The physicians will determine the most appropriate treatment for stroke, depending on the type of stroke suffered as well as the affected area of the brain. Several tests may be used to determine stroke, including:

  • Physical examination
  • Blood tests
  • Computerized axial tomography (CT)
  • Carotid ultrasound
  • Magnetic resonance imaging (MRI)
  • Cerebral angiogram
  • Echocardiogram


Emergency stroke treatment depends on whether the patient is suffering from an ischemic stroke, the most common stroke in which an artery becomes blocked, or a hemorrhagic stroke, which creates bleeding into the brain.

Treatment for ischemic stroke

The goal of treatment for an ischemic stroke is to restore blood flow to the brain as quickly as possible.

Emergency treatment options

Emergency medications used to treat ischemic stroke include:

  • Aspirin which reduces likelihood of another stroke occurring by thinning the blood and preventing clots from forming in the blood stream.
  • Intravenous injection of tissue plasminogen activator (tPA) which is a drug given to stroke patients through a vein in the arm to dissolve blood clots that must be injected in less than 4.5 hours after stroke symptoms occur.

Physicians may decide to treat an ischemic stroke with emergency procedures depending on the location of the blood clot. Emergency procedures to treat ischemic stroke include:

  • Medications delivered directly to the brain using a catheter inserted through an artery in the groin that travels up to the brain to administer tissue plasminogen activator (tPA) to the location of the stroke.
  • Mechanical clot removal using a catheter to insert a small device into the brain to break up or remove the blood clot causing the stroke.

Carotid endarterectomy

During a carotid endarterectomy procedure, plaque is surgically removed from the carotid artery to reduce the risk of a ischemic stroke. Angioplasty and stents During an angioplasty procedure, a balloon is used to inflate the narrowed artery, followed by a stent implantation to support the expanded artery.
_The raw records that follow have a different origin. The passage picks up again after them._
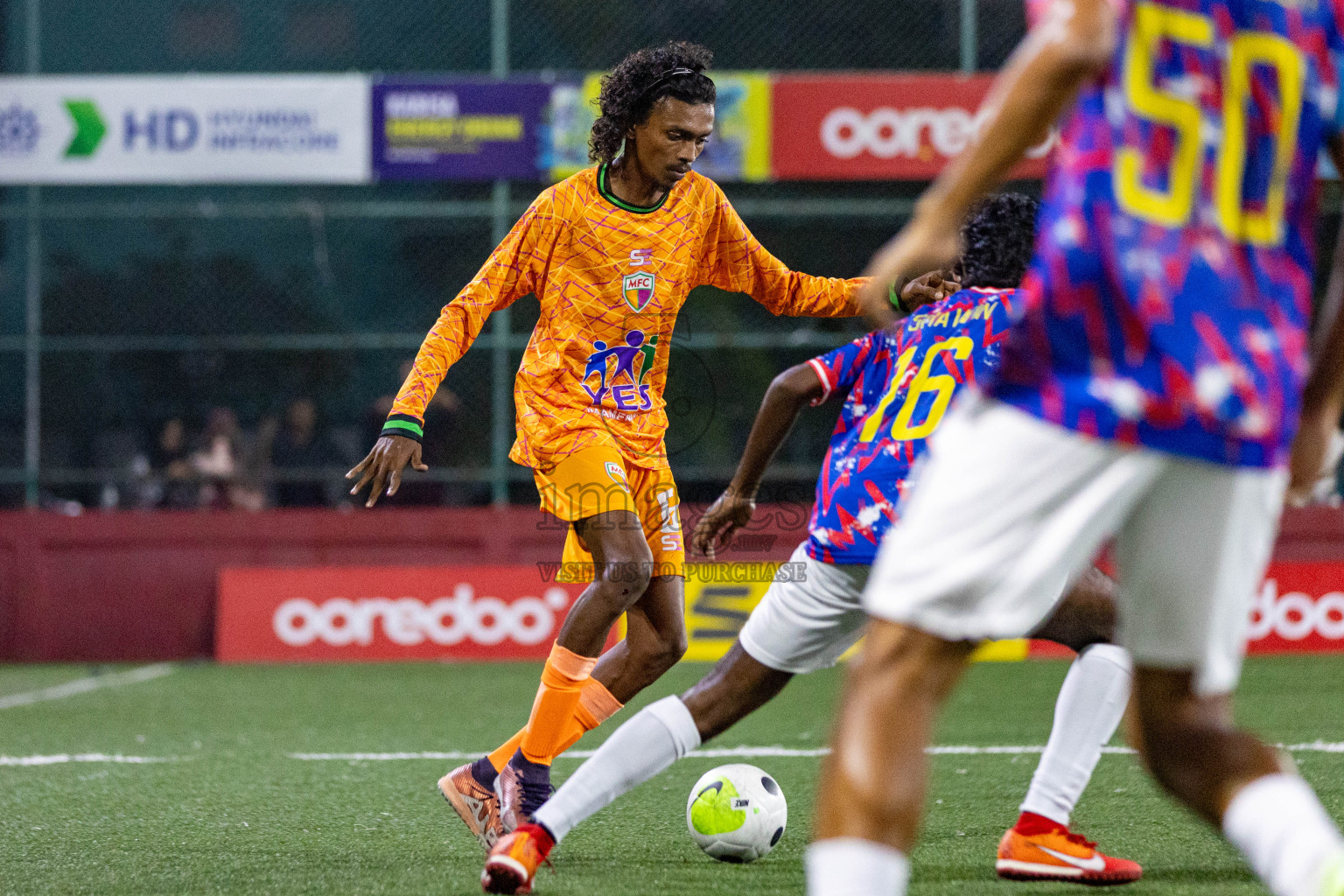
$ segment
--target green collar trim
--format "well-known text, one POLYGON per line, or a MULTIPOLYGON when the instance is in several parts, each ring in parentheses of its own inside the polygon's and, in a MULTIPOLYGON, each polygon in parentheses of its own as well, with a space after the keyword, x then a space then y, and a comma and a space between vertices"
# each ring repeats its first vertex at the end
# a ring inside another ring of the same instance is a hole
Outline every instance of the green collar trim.
POLYGON ((663 199, 660 199, 655 206, 632 206, 624 199, 618 199, 617 195, 612 192, 612 187, 607 183, 609 179, 606 175, 606 168, 607 168, 606 165, 601 165, 597 169, 597 191, 602 193, 602 199, 612 203, 617 208, 624 208, 625 211, 634 212, 636 215, 648 215, 650 212, 656 212, 657 210, 663 208, 663 203, 665 203, 668 200, 668 196, 672 193, 671 189, 664 191, 663 199))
Treatment for hemorrhagic stroke

The goal of treating a hemorrhagic stroke is to control excessive bleeding and reduce pressure on the brain. A stroke patient may be given drugs to lower blood pressure and intracranial pressure, and to prevent an additional seizure. The following procedures may be performed to repair abnormalities often associated with stroke.
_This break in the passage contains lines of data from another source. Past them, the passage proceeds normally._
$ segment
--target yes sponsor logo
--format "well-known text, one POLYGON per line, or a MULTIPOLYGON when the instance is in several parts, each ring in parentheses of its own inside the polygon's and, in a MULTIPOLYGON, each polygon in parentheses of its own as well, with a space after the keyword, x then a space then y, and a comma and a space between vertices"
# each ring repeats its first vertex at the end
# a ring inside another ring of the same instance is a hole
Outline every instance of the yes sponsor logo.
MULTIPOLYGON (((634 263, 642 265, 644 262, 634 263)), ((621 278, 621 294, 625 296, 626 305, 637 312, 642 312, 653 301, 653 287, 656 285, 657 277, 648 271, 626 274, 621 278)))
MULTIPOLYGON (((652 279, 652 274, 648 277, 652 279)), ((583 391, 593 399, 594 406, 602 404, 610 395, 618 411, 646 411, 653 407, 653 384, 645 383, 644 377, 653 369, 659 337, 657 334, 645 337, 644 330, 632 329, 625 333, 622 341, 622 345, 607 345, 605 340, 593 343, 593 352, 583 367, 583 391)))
  • Surgical clipping – a small clamp is placed at the base of an aneurysm to stop blood flow and keep the aneurysm from re-bleeding or bursting.
  • Surgical arteriovenous malformation (AVM) removal – an AVM, an abnormal connection between arteries and veins, is removed from the brain to reduce the risk of a rupture and lower the risk of a hemorrhagic stroke.
  • Stereotactic radiosurgery – a minimally invasive procedure administering beams of radiation to repair a vascular malformation.
  • Coiling – a catheter is inserted into an artery in the groin and directed up to the brain. Small coils are then placed into the aneurysm to block blood flow into the aneurysm.
  • Intracranial bypass – surgical bypass of an intracranial blood vessel increases blood flow to an area of the brain or to repair an aneurysm.